Usulan pengelolaan hasil alam
Untuk hasil alam berupa kulit buaya sudah jelas pemasarannya, dimana masyarakat menjual langsung kepada plasma pengumpul yang ada di Mamberamo. Kulit dijual, kadang-kadang daging dikonsumsi namun kalau kelebihan biasanya mereka buang disepanjang sungai. Begitu pula dengan ikan sembilang, perutnya diambil, dagingnya dibuang. Hal ini menjadi menarik untuk ditindak lanjuti melalui beberapa program yang dapat membantu masyarakat. Masyarakat dapat dilatih untuk beberapa usaha industri kecil pengelolaan alam tersebut. 
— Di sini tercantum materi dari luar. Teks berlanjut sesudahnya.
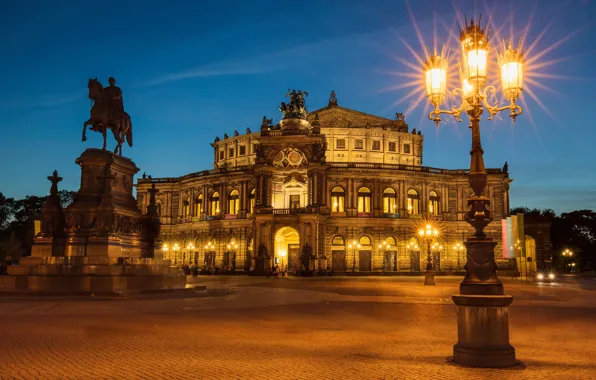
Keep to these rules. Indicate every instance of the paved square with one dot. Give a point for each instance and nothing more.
(296, 328)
Table. 1. Usulan pengelolaan lanjutan bagi masyarakat

No
Hasil alam yang sekarang di kelola oleh Masyarakat
Manfaat terkini
Usulan usaha lanjutan
Program sinergi
1
Buaya
Kulit Buaya
-          Pembuatan dendeng buaya
-          Pembuatan abon buaya
-          Pelatihan dan Modal
-          Peningkatan sarana transportasi
-          Mencari peluang pasar
2
Ikan sembilang
Perut/pelampung
-          Daging dijadikan abon

-          Pelatihan dan Modal
-          Peningkatan sarana transportasi
-          Mencari peluang pasar
3
Buah Merah
Buah
-          Pembuatan minyak buah merah

-          Pelatihan dan Modal
-          Peningkatan sarana transportasi
-          Mencari peluang pasar
4
Sagu
Sagu mentah
-          Pembuatan tepung sagu
-          Membuat aneka kue dari tepung sagu
-          Pelatihan dan Modal
-          Peningkatan sarana transportasi
-          Mencari peluang pasar
5
Kulit Masohi
Kulit Masohi
-          Pembuatan minyak masohi

-          Pelatihan dan Modal
-          Peningkatan sarana transportasi
-          Mencari peluang pasar























Catatan akhir
Hasil alam yang ada di Mamberamo secara ekonomi bila dikelola dengan baik dapat memberikan dampak positif terhadap peningkatan kesejahteraan masyarakat. Perlu diingat, bahwa kita  tidak menggantikan pola hidup mereka namun kita hanya dapat meningkatkan pola hidup mereka, dengan mengembangkan dan memanfaatkan potensi alam, potensi ekonomi (jiwa usaha) masyarakat, ketrampilan,  yang dapat mendorong masyarakat dalam peningkatan kesejahteraan dan pemanfaatan hasil alam secara berkelanjutan. Hal ini berkaitan erat dengan pengembangan ekonomi rakyat. Pola pemanfaatan lahan, telaga, sungai, yang selama ini telah dilakukan oleh masyarakat secara tradisional perlu dipelihara guna keberlanjutan hidup atau ketersediaan hasil alam dimasa mendatang.
Keseriusan berbagai pihak yang berkepentingan di Mamberamo perlu dibangun bersama, guna mencari jalan keluar dalam membangun masyarakat Mamberamo dan melestarikan alam demi masyarakat di masa yang akan datang.